Stand-up paddling is a fairly new whitewater sport, in which paddlers stand up on surf boards and use an oar to “surf” along the waves in the river. Charlie MacArthur, owner of Aspen Kayak Academy and last year’s runner-up in the competition, said the sport is the fastest-growing water sport in the world.
Stand-up paddlers from the Roaring Fork Valley will compete with athletes from as far away as Hawaii. MacArthur said they are expecting about 35 competitors this year.
Event promoter Paul Tefft said the event is truly one-of-a-kind.
“It’s new, different, and unique,” he said. “The sport is evolving as we speak. My favorite event is the surfing, it’s the most action packed. There are a bunch of new moves, and it’s evolving at a rapid pace.”
This year’s champion will be crowned after paddlers compete in three separate events on the Colorado River: A down-river race, a new event called Supercross, and the surfing contest on the wave at the whitewater park, the competition’s website said.
There are four divisions in the championship: men, women, youth male and youth female.
Todd Bradley, competitor and co-founder of equipment company C4 Waterman from Hawaii, said there is not much difference in the four divisions.
“It doesn’t really differ,” Bradley said. “They all are using the same water, speed, equipment. When you watch the kids do it, they look extremely agile.”
Liam Wilmott, who will be competing and is the event coordinator for C4 Waterman, said the sport is easy and fun to watch.
“It’s so spectator friendly,” Wilmott said. “Almost more [spectator friendly] than watching a surf competition at pipeline. You’re so close to the event. I encourage the community to get down and check it out.”
The race begins at 9:30 a.m. at Two Rivers Park. The paddlers will begin with a mass start at the park and race about six miles downriver to the finish at South Canyon.

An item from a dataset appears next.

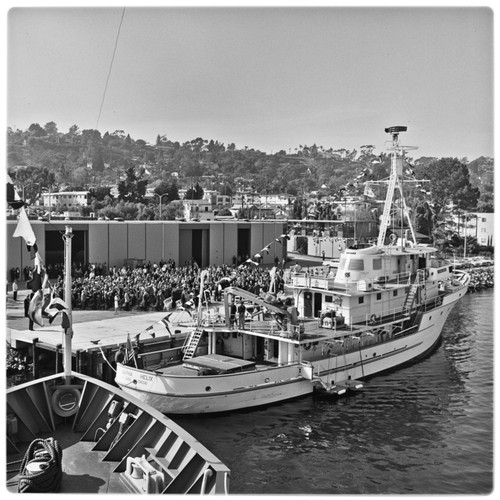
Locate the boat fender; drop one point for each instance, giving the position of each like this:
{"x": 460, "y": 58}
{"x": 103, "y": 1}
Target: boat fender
{"x": 65, "y": 402}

Supercross starts at 11:30 a.m., adjacent to Two Rivers Park. The event is a race similar to the Winter Olympic snowboard event boardercross. Competitors line up at the launch site, paddle upriver around the first flag, then go into the main current, with one more upriver flag to cross, according to the competition’s website.
MacArthur said that the Supercross is one of the best spectator events.
“Everyone recognizes the format with boardercross and ski cross,” he said, “and they recognize it as an exciting format. It’s instantly exciting.”
The final event is a surfing contest with two or three one-minute rides per competitor, depending on number of competitors. The surfing begins at 2:30 p.m. at the whitewater park and is judged on a point system, with points being awarded for different types of moves.
Wilmott said that surfing here is quite different from surfing on the ocean.
“Surfing a wave that never ends is harder than it looks,” Wilmott said. “I think the best way to describe it is that the ocean is three-dimensional and the river is five-dimensional.”
The competitors will then head back to Two Rivers Park for the awards ceremony, trophy presentation to the overall champions, and some celebration.